Cuando dejamos el desayuno, yo no pensaba en una ciudad donde un ciudadano le regala un revólver al jefe de la policía, no me imaginaba los hechos cercanos.

Vino la mortandad horrible del News Divine y con ella el terremoto político de Marcelo Ebrard y sus medidas desesperadas. Una de ellas cesar al jefe de la policía y pedirle auxilio a su amigo.

 

Manuel Mondragón y Kalb fue designado, días después, secretario de Seguridad Pública por Felipe Calderón. Los servicios médicos le fueron encomendados a Armando Ahued, con buena fortuna.

 

La policía de esta ciudad, desde entonces, ha sufrido una notable transformación. Se ha ganado la confianza y el respeto. Los domingos las personas del desayuno familiar se acercan a Mondragón, lo saludan, lo exhortan a seguir, lo felicitan.

 

–¿Otra vez Manuel?, ¿vas a repetir como Armando Ahued?, Manuel, dímelo, dímelo…

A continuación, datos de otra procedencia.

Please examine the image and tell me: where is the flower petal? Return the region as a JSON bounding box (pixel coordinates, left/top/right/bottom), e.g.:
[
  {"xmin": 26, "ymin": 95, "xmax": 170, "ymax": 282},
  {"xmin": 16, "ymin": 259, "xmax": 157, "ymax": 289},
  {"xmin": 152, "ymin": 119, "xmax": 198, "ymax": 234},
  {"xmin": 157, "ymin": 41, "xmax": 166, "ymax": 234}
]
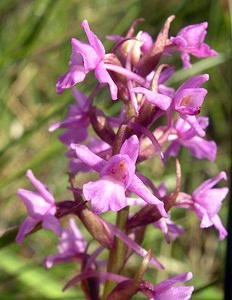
[
  {"xmin": 83, "ymin": 175, "xmax": 127, "ymax": 214},
  {"xmin": 128, "ymin": 175, "xmax": 168, "ymax": 217},
  {"xmin": 132, "ymin": 87, "xmax": 172, "ymax": 110},
  {"xmin": 16, "ymin": 217, "xmax": 37, "ymax": 244}
]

–No empieces, no empieces otra vez, me dice con los dedos como garra en mi brazo.

 

Y de seguro en el fondo de un cajón, si pudiera hacerlo, la Magnum sonreiría orgullosa. No cualquiera le pertenece al legendario Manuel Mondragón y Kalb, dos veces secretario de Seguridad Pública. Hay pistolas con suerte.